The abrupt transformation of life through the unification of 1990, the economic disruption as East German enterprises collapsed, and the GDR’s sudden integration into a West German and, more broadly, cosmopolitan world has produced the phenomenon of Ostalgie, a nostalgia for the east. Sometimes it is expressed merely as a yearning for the (few) consumer products of one’s childhood, and sometimes it is a more complex psychological orientation toward a remembered youth in an allegedly simpler past. In Ostalgie discourse, the repressive aspects—the role of the Stasi, the secret police, the extensive surveillance network, the lack of a free press—are minimized or absent. The psychological appeal of Ostalgie—of succumbing to the glow of a wrongly remembered past—can be used by left-of-center politicians to conjure the illusion of a better past in order to advocate for statist policies in the present.

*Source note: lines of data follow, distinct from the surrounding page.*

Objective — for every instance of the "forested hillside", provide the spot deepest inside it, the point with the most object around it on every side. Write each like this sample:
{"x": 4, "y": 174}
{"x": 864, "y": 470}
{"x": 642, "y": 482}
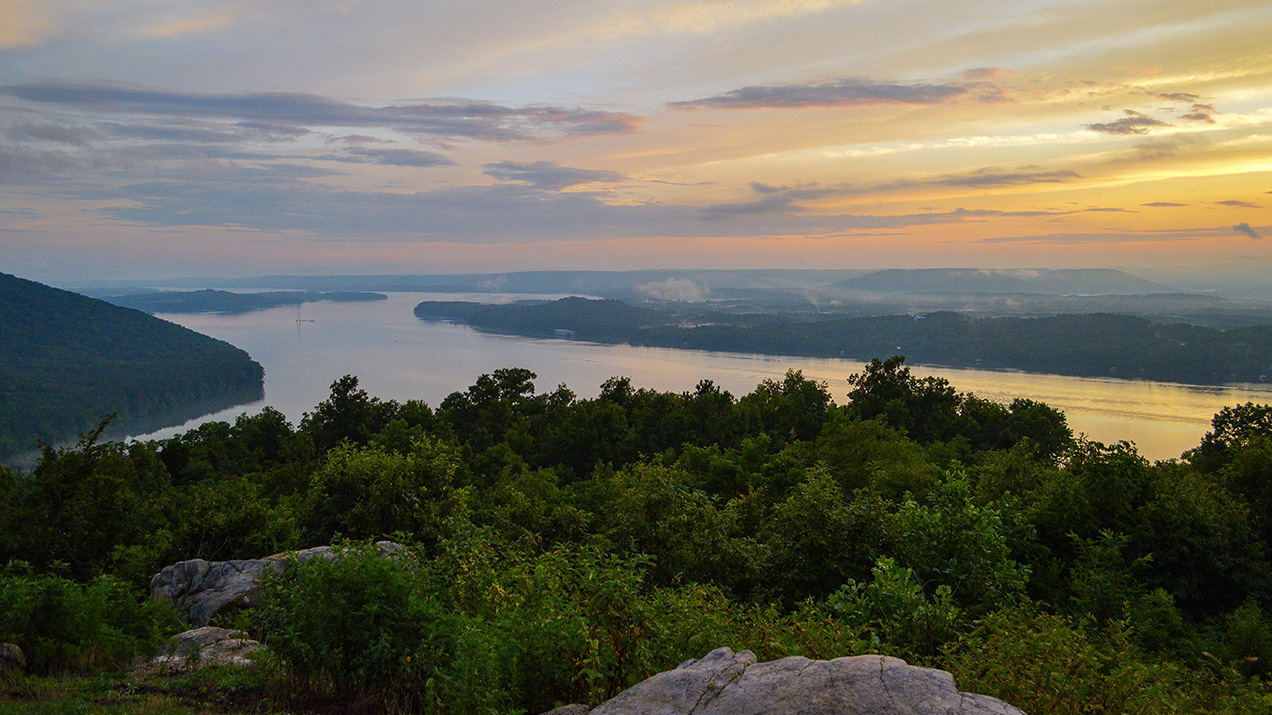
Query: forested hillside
{"x": 1098, "y": 345}
{"x": 66, "y": 361}
{"x": 225, "y": 302}
{"x": 561, "y": 548}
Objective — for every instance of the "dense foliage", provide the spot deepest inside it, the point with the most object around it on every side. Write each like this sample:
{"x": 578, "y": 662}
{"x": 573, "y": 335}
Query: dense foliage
{"x": 1083, "y": 345}
{"x": 66, "y": 361}
{"x": 560, "y": 550}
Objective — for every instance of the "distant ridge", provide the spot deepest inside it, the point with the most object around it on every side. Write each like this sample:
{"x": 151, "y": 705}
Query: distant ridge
{"x": 1051, "y": 281}
{"x": 68, "y": 360}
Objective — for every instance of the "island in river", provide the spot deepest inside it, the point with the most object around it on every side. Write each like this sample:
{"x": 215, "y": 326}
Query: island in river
{"x": 1103, "y": 345}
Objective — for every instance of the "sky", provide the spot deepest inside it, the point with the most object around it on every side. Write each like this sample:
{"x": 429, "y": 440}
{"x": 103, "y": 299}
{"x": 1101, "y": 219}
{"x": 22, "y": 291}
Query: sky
{"x": 148, "y": 139}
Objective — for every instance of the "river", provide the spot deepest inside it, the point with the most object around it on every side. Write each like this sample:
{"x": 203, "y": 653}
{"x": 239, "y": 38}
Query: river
{"x": 398, "y": 356}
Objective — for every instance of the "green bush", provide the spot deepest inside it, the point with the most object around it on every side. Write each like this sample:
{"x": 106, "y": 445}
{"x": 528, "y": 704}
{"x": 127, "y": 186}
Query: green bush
{"x": 62, "y": 626}
{"x": 894, "y": 613}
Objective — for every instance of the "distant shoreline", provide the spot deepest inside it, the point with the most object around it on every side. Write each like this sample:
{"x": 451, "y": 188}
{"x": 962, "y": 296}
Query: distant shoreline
{"x": 1099, "y": 345}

The failure of East German socialism to establish its legitimacy by maintaining the loyalty of its population—who, given the chance, evidently would have largely decamped to the west—was a matter of economics, but not only of economics. At stake was instead the broad infringement on human freedom that made life in the GDR undesirable. It is not only in terms of material prosperity that socialism fails.

“We Are the People”

Two pieces of literary and historical evidence testify to the indigenous flaws in the mindset of the East European satellite countries and especially the GDR, where patterns of subordination, obsequiousness, and obedience worked against the disruptive capacities of individuality, creativity, and spontaneity that drive change and growth. The “really existing socialism,” as it was labeled, held a systemic bias against the recognition of any signals that might allow for autocorrection. Infallibility and determinism, hallmarks of socialist thought, systematically eliminate opportunities to undertake modifications on the basis of experience.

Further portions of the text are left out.